Favorite Dish: I am a big fan of herring with boiled potatoes and sour cream but it isn't a taste for everyone.
Estonian garlic bread is always a good option, although if you are going on to Tartu a few places there do it better in my opinion.
For a truly Estonian dessert try their Kama drink, its hard to explain but its basically the national grain of Estonia mixed with Kefiir.
I would also go for any dessert that is made with kohupiim.
Eesti Maja: Variety Is The Spice Of Life
The restaurant gives you the feeling that you really are eating in the local environment.

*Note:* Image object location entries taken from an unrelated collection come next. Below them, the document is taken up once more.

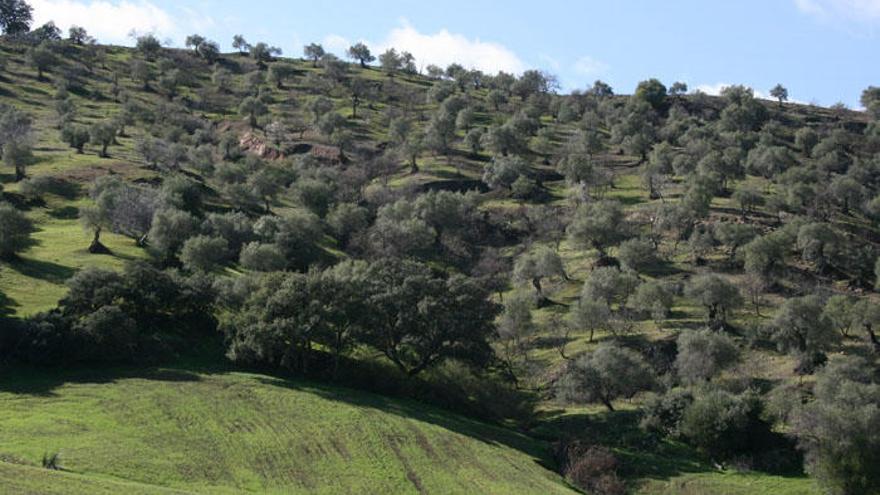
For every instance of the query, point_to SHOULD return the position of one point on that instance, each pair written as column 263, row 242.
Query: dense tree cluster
column 305, row 212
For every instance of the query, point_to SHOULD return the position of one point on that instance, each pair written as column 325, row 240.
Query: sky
column 823, row 51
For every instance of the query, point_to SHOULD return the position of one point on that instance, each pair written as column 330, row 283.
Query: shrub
column 592, row 468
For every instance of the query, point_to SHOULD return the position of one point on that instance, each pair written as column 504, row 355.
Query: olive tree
column 718, row 296
column 361, row 53
column 608, row 373
column 801, row 327
column 838, row 429
column 599, row 225
column 702, row 354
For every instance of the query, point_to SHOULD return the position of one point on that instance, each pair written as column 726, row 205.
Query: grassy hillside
column 152, row 430
column 191, row 431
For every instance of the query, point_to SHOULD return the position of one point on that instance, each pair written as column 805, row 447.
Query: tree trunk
column 607, row 404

The waiting on staff are dressed in traditional Estonian costume and the restaurant itself has traditional Estonian items on display.
If you're not sure whether you will like the food, head for the lunctime menu which is a buffet. That way you can try a little of everything and you won't feel as guilty leaving a small amount of anything you dislike as you would if you had ordered a whole plateful.
The buffet also has a small dessert after the soup and main courses. It is excellent value for money and I have rated this tip based on the lunch menu as opposed to the more expensive evening option.
Favorite Dish: Mulgi kapsad (sealihaga) - a pork sauerkraut stew - really tasty.
Beetroot salad - I love beetroot and the salad with mayonnaise was fantastic.
Blood sausage (black pudding in the UK) - I tried it, not liking the English version, and also found this had far too much fat in it for my liking.